Crawlora Ruby SDK
Ruby client for the public Crawlora web-scraping API. It wraps every public endpoint with grouped helpers and a dynamic call interface, plus retries, pagination, middleware hooks, and client-side rate limiting.
- Base URL:
https://api.crawlora.net/api/v1 - Auth: API key (
x-api-key) or JWT (Authorization) - Ruby: 3.0+
- Operation reference:
docs/operations.md· recipes:docs/recipes.md
Install
Published on RubyGems. The current release
is a prerelease (1.5.0.pre.sdk.3), so install it with --pre or pin the
version:
# Gemfile
gem "crawlora", "1.5.0.pre.sdk.3"
gem install crawlora --pre
Quick start
require "crawlora"
# Reads CRAWLORA_API_KEY from the environment if api_key: is omitted.
client = Crawlora.client(api_key: ENV["CRAWLORA_API_KEY"])
result = client.bing.search(q: "web scraping")
result["data"].each { |item| puts item["title"] }
client.close # release pooled keep-alive connections
Pass a block to auto-close:
Crawlora.client do |client|
puts client.amazon.product(asin: "B07FZ8S74R", language: "en_US")
end
Calling operations
Grouped helpers map directly to the API (client.<group>.<method>):
client.youtube.video(id: "dQw4w9WgXcQ")
client.google.search(q: "crawlora", country: "US")

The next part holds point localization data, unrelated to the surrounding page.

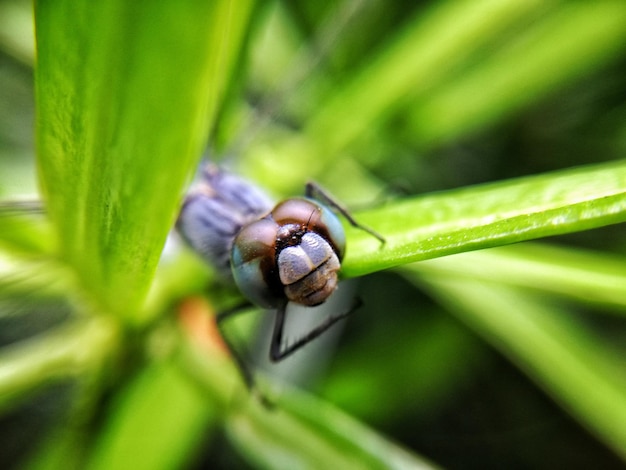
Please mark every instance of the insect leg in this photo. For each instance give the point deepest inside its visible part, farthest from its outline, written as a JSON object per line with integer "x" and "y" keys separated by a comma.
{"x": 242, "y": 366}
{"x": 278, "y": 354}
{"x": 314, "y": 191}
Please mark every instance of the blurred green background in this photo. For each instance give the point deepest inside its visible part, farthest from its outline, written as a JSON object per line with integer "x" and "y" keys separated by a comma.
{"x": 508, "y": 357}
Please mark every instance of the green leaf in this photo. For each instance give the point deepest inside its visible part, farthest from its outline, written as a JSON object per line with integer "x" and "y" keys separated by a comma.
{"x": 74, "y": 349}
{"x": 557, "y": 49}
{"x": 586, "y": 276}
{"x": 155, "y": 423}
{"x": 560, "y": 354}
{"x": 304, "y": 432}
{"x": 487, "y": 216}
{"x": 126, "y": 94}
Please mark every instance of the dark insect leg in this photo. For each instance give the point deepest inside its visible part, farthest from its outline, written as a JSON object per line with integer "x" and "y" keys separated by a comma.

Or call any operation dynamically by its id — handy for metaprogramming:
client.request("bing-search", { q: "web scraping", page: 2 })
# Discover operations:
Crawlora::OPERATION_COUNT # => total operations
Crawlora::GROUPS["bing"] # => { "search" => "bing-search", ... }
Crawlora::OperationId::BING_SEARCH # => "bing-search"
Configuration
Crawlora.client(
api_key: "…",
timeout: 30, # seconds per request
retries: 2, # retry attempts on retryable failures
retry_delay: 0.25, # base backoff (exponential + jitter, honors Retry-After)
request_id: true, # attach an x-request-id to every call
idempotency_keys: true, # stable Idempotency-Key on POST/PATCH
rate_limit: 5, # max requests/second (client-side)

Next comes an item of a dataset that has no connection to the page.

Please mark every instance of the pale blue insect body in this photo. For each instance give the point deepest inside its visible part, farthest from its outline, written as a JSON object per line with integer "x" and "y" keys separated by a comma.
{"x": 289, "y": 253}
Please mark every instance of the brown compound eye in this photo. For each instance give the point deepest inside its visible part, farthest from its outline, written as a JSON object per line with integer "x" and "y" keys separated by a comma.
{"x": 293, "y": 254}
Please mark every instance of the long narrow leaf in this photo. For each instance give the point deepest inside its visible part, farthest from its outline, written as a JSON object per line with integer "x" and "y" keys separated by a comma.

max_concurrency: 4, # max in-flight requests across threads
headers: { "X-Tenant" => "acme" }
)
Per-request overrides use the reserved _-prefixed keyword on grouped calls, or
keyword args on request:
client.bing.search(q: "x", _timeout: 5, _headers: { "X-Trace" => "1" })
client.request("bing-search", { q: "x" }, response_type: "text", retries: 0)
Pagination
# Numeric (page/offset) — stops on the first empty page:
client.paginate_items("airbnb-room-reviews", { id: "123" }, max_pages: 5).each do |review|
puts review["text"]
end
# Cursor mode — supply the cursor param and a next-cursor extractor:
client.paginate("producthunt-leaderboard", {},
cursor_param: "cursor", next_cursor: ->(page) { page["next_cursor"] }) do |page|
puts page["data"]
end
Error handling
begin
client.bing.search(q: "x")
rescue Crawlora::ClientError => e # 4xx
warn "rejected (#{e.status}): #{e.} #{e.code}"
rescue Crawlora::ServerError => e # 5xx
warn "server error: #{e.status}"
rescue Crawlora::NetworkError => e # timeout / transport failure
warn "network: #{e.}"
end
All inherit from Crawlora::Error, which exposes status, code, body,
raw_body, headers, and request_id.
License
MIT. See LICENSE.